Он снова полз к островному зверинцу и думал, что движется быстро. Но даже в беспомощном детстве, едва научившись ползать, очевидно; перемещался быстрее.
Позади оставался кривой и глубокий след, который увидал Станеев.
Истома дополз до загороди и, может быть при последнем издыхании, отодвинул защелку. Олененок, медведи, волк и маленькая рысь, тесня друг друга, устремились на волю, перепрыгивая через мертвого старика.
Осталась белочка в клетке и, перебирая лапками, кружила и кружила свое нескончаемое колесо.
Дождь кончился. По тучам выгнулась тихая, кроткая радуга, а над клубящимся, почти полукилометровым огненным столбом повисло мрачное солнце.
Удивительная, мятежная красота разлилась кругом! На деревьях, на красных, лиловых, желтых и оливковых колокольцах лишайников сверкали серебряные слезки. Недавно черное небо позеленело, и от его теплой, спокойной зелени земля отливала золотистым и мягким блеском.
Станеев держал на коленях тяжелую, уже остывшую голову старика и гладил, гладил, точно живую. Изорванные, обожженные ладони покалывали сосновые иглы, запутавшиеся в волосах Истомы.
За спиною орала разбуженная человеком стихия. Станеев не замечал ни жуткого гнева природы, ни доброй ее прелести.
Станеев копал споро, но бросал осторожно, словно боялся растерять драгоценные комья земли, которая скроет такого же бесприютного, как и он, человека, Истому. Лишь потеряв его, Станеев понял, сколь дорог ему был этот славный старик. Он умер, как жил, просто и впечатляюще.

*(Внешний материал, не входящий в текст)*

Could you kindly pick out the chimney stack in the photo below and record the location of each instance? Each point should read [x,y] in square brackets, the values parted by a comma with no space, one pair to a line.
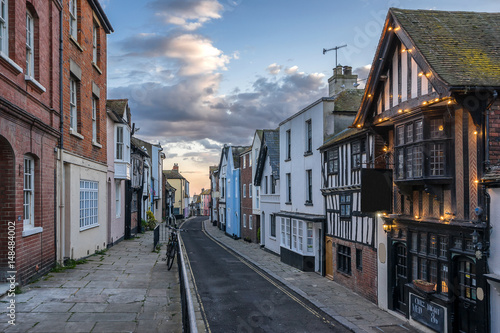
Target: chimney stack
[342,79]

– Не положено, Юра, – отнимая лопату, сказал Лукашин. – Ведь вы с ним почти что родня.
– Все мы родня, Павел Григорьевич, – грустно усмехнулся Станеев и подумал: «А ведь правда... все».
– Весело ему будет на взгорышке-то! Далеко видать, – говорил Лукашин, снимая верхний мягкий слой. Ниже начиналась стылая, веками не тревоженная земля. – Памятник не успели изладить... жаль.
– Он березку просил посадить...
– Березку-то в самый раз... Да где возьмешь ее по комплекции?
– Где-нибудь раздобуду.
– Придется из Уржума заказывать. Здесь – одни карлицы... Похороны когда?
– А вот переоденут и...
– Торопишься, Юра.
– Чего медлить? Сами видите, что делается, – Станеев махнул рукой в сторону гигантского гриба, поднявшегося над островом. Вокруг него образовался кратер, который расширялся с каждым часом и заполнялся горячей водой.
В этом бурлящем темном озере цвели огненные бутоны, кружились упавшие деревья, плавали бревна и доски смытых бараков. Озеро двигалось к реке и в глубь острова.
– Наступает, холера! – Лукашин высморкался и с остервенением вонзил лопату.
Истома лежал в новом клубе, пахнущем свежей известью и красками. Стеша Лукашина и Сима обмыли его, но не знали, во что нарядить, пока Раиса не принесла один из мухинских костюмов. Костюм оказался узковат, но все-таки подошел. В черной паре, в светлой, тоже с чужого плеча, рубашке с галстуком Истома похорошел и помолодел. Казалось, прилег отдохнуть ненадолго и скоро поднимется, улыбнется широко, ясно, а не так вот грустно и недоговоренно.
Раиса обложила гроб цветами.
– Любил природу... берег, – сказала она. – Себя вот не уберег.
Вздохнула, подумала про Ивана, который не выдержал, тайком выбрался из дома и полез в самое столпотворение. Остановила на полпути, уложила в постель, выбранила. Про Степу подумала, в которого угодил камень... Сейчас он лежал в островной больничке и бредил. Не слишком ли много увечных и мертвых?
– В войну больше бывало, – утешил ее Мухин. Узнав о смерти Истомы, изменился в лице и, отвернувшись, раздавил плоским пальцем крупную, с горошину, слезу. – Как хочешь, а на похороны я пойду...
Раиса поняла, что удерживать его бесполезно.
Пришел не только Мухин. Хотя Станеев предполагал, что уставшим за ночь, измученным людям не до похорон, но собрались все островитяне. Закопченные, хмурые, ни на минуту не присевшие, они молча шагали за гробом. А из-за леса грозила неусмиренная бездна.
Уходил патриарх этого славного клочочка земли,основатель и первопроходец, который и не подозревал при жизни, сколь нужен был людям. Маленький тракторист, когда-то обиженный Истомой, в паре с Лукашиным нес крышку гроба и замасленной ладонью смахивал с заросших щек слезы. Лукашин по-ребячьи всхлипывал и спотыкался, хотя и глядел себе под ноги.